Personal information
- Full name: Dennis O'Bryan
- Born: 1942

Playing information
- Position: Halfback
Club
| Years | Team | Pld | T | G | FG | P |
| 1962 | St. George | 16 | 4 | 0 | 0 | 12 |
| 1963–67 | North Sydney | 64 | 18 | 1 | 1 | 58 |
| 1969 | Cronulla-Sutherland | 3 | 0 | 0 | 1 | 2 |
|  | Total | 83 | 22 | 1 | 2 | 72 |
- Source:

= Dinny O'Bryan =

Australian rugby league footballer

Dinny O'Bryan is an Australian former rugby league footballer who played in the 1960s. He played for the St. George, North Sydney and Cronulla-Sutherland in the New South Wales Rugby League (NSWRL) competition.

==Playing career==
O'Bryan made his first grade debut for St. George in 1962. O'Bryan made 16 appearances for the club as they won the minor premiership. O'Bryan did not play in the club's grand final victory over Western Suburbs.
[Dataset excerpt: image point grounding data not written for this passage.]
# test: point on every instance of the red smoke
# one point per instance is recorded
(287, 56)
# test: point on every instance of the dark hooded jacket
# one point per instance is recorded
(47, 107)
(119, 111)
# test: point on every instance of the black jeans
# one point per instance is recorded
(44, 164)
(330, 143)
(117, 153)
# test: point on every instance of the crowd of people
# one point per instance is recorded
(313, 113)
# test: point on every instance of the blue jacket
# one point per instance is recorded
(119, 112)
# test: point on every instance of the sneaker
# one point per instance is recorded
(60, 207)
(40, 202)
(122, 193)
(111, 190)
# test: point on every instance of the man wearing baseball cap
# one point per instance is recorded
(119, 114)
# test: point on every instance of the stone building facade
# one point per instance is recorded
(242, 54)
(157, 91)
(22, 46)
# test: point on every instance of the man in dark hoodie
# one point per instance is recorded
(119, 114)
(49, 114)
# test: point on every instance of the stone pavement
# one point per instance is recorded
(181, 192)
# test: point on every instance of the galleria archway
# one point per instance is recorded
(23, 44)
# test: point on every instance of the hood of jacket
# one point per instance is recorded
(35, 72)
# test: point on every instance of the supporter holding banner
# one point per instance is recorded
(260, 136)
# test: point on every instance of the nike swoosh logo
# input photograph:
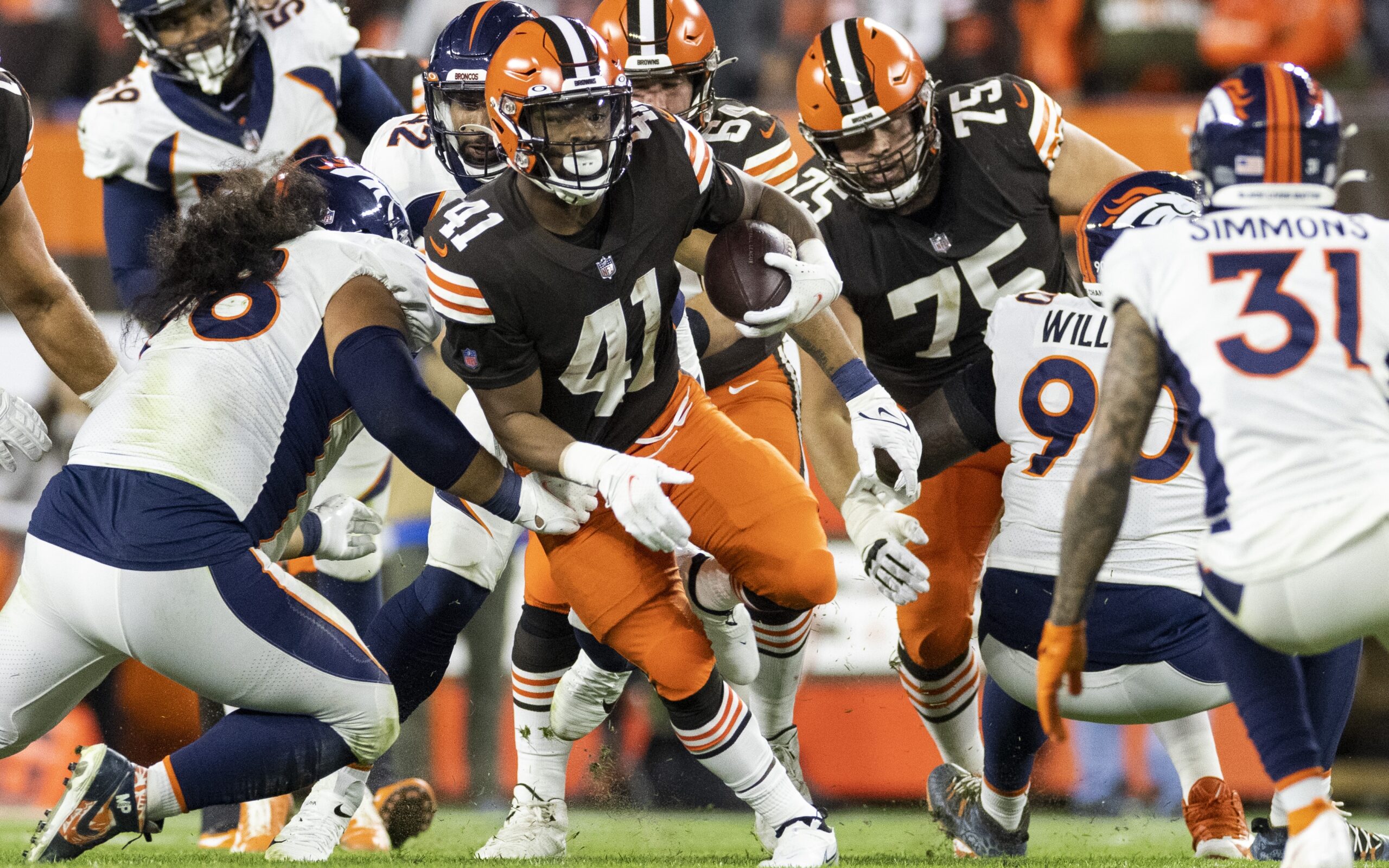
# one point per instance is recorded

In 1963, O'Bryan joined North Sydney. The following season, Norths finished in fourth place on the table and reached the finals for the first time in many years. O'Bryan played in the club's semi final loss against Balmain. In 1965, Norths had one of their best seasons on the field finishing second. O'Bryan however missed both of the club's finals matches through injury.

In the coming seasons, Norths were unable to match their form of the 1965 season and O'Bryan left the club at the end of 1968. O'Bryan then joined the newly formed Cronulla side which had only entered the competition two years prior. O'Bryan only played 3 times for Cronulla in a season where the club finished last on the table and claimed the wooden spoon. O'Bryan's final game for Cronulla came against Eastern Suburbs in round 4 1969 in which O'Bryan kicked a field goal although Easts ran out winners 29–19 at Endeavour Field.